An oil slick stains the surrounding waters of the Persian Gulf, wrapping around Shidvar Island, which is also known locally as Maroo Island.

“Oh my God, the sea is full of oil, oh my God, Maroo Island,” Jalali recounts in the footage. “The sea is full of oil; the beautiful Maroo Island is ruined now.”

Shidvar Island, only some 3.3 square miles large, is designated as a wetland of international importance under the Ramsar Convention on Wetlands. It had been known as one of the most important breeding grounds for terns, a seabird, in Iran.
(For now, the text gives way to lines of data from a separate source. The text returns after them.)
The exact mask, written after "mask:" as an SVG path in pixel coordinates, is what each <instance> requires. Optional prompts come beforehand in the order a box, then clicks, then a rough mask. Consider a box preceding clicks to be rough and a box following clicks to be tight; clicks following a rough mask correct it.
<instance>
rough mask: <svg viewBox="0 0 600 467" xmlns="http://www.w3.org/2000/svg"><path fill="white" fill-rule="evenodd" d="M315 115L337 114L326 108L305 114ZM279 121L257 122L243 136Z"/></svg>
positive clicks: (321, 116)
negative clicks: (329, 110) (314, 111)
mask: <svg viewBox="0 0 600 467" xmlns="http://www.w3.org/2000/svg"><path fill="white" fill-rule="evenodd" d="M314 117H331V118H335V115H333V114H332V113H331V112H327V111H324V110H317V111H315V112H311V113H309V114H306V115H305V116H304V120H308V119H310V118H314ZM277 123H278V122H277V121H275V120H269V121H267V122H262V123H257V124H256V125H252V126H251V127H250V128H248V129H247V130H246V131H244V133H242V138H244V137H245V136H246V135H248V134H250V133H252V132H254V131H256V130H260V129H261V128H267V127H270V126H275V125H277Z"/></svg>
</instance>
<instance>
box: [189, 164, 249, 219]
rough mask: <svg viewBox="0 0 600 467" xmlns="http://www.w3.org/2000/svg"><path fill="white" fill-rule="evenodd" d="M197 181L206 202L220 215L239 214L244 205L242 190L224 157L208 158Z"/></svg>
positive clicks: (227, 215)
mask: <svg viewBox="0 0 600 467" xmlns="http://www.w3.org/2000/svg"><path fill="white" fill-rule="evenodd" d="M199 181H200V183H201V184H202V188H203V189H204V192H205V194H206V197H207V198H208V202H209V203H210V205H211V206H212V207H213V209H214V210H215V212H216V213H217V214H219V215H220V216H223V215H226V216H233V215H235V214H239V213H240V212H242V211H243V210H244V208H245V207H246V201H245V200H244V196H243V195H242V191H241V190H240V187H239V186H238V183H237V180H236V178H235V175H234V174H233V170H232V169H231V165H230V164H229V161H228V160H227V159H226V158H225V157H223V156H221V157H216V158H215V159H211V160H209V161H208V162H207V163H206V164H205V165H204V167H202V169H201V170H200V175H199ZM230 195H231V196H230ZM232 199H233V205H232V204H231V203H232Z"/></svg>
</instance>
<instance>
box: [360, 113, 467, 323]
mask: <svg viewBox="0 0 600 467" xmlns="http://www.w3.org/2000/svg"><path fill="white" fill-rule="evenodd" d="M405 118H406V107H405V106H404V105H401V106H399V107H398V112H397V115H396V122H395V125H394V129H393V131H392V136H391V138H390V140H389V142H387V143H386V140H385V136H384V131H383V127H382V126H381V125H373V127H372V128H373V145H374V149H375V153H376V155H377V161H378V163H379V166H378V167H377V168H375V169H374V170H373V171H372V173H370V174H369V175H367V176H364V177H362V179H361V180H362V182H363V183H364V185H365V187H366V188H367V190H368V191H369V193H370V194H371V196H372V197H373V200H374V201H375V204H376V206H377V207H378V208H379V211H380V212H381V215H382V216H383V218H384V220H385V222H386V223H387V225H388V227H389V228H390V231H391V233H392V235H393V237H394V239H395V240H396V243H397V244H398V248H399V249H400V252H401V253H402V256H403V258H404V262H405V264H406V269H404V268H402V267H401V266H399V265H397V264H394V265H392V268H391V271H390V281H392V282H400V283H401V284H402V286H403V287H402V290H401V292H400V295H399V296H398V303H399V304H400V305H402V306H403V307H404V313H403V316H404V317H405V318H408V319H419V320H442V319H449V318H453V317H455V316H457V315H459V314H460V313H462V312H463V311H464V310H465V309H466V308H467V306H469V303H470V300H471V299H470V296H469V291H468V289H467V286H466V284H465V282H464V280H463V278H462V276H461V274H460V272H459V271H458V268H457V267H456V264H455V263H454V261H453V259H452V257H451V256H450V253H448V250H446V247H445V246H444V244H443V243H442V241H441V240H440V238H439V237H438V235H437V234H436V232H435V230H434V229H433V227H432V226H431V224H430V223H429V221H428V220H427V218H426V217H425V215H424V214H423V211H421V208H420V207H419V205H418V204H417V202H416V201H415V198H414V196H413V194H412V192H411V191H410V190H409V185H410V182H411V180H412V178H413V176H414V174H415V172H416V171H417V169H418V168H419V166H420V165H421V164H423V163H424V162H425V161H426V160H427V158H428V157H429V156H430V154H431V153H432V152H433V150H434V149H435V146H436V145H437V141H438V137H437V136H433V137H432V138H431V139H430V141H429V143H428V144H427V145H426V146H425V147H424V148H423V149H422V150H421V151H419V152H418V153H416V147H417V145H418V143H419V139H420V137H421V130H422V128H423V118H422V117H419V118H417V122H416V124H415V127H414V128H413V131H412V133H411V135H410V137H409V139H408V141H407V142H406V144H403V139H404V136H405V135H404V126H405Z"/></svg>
Iran has considered the island as a wildlife refuge since 1972.

Iranian officials have not acknowledged any environmental damage caused by the attack at the Lavan oil refinery, which came hours after the United States and Israel agreed to a ceasefire in the war with Iran.

The US also had asked Israel to halt its attacks on oil infrastructure after earlier striking facilities associated with Iran’s offshore South Pars natural gas field. That attack sparked major Iranian assaults targeting oil and gas facilities across the Gulf Arab states, with Qatar being particularly hard hit.

Iranian media outlets have alleged the United Arab Emirates carried out the attack, something not acknowledged by Emirati officials.

However, the UAE faced more missile and drone fire than any other country in the war and has sharpened its rhetoric against Iran as Tehran maintains its chokehold on the Strait of Hormuz.

The Emirates’ Barakah nuclear power plant also came under attack Sunday in a drone assault resembling others launched by Iran and Iranian-backed militias in Iraq during the war.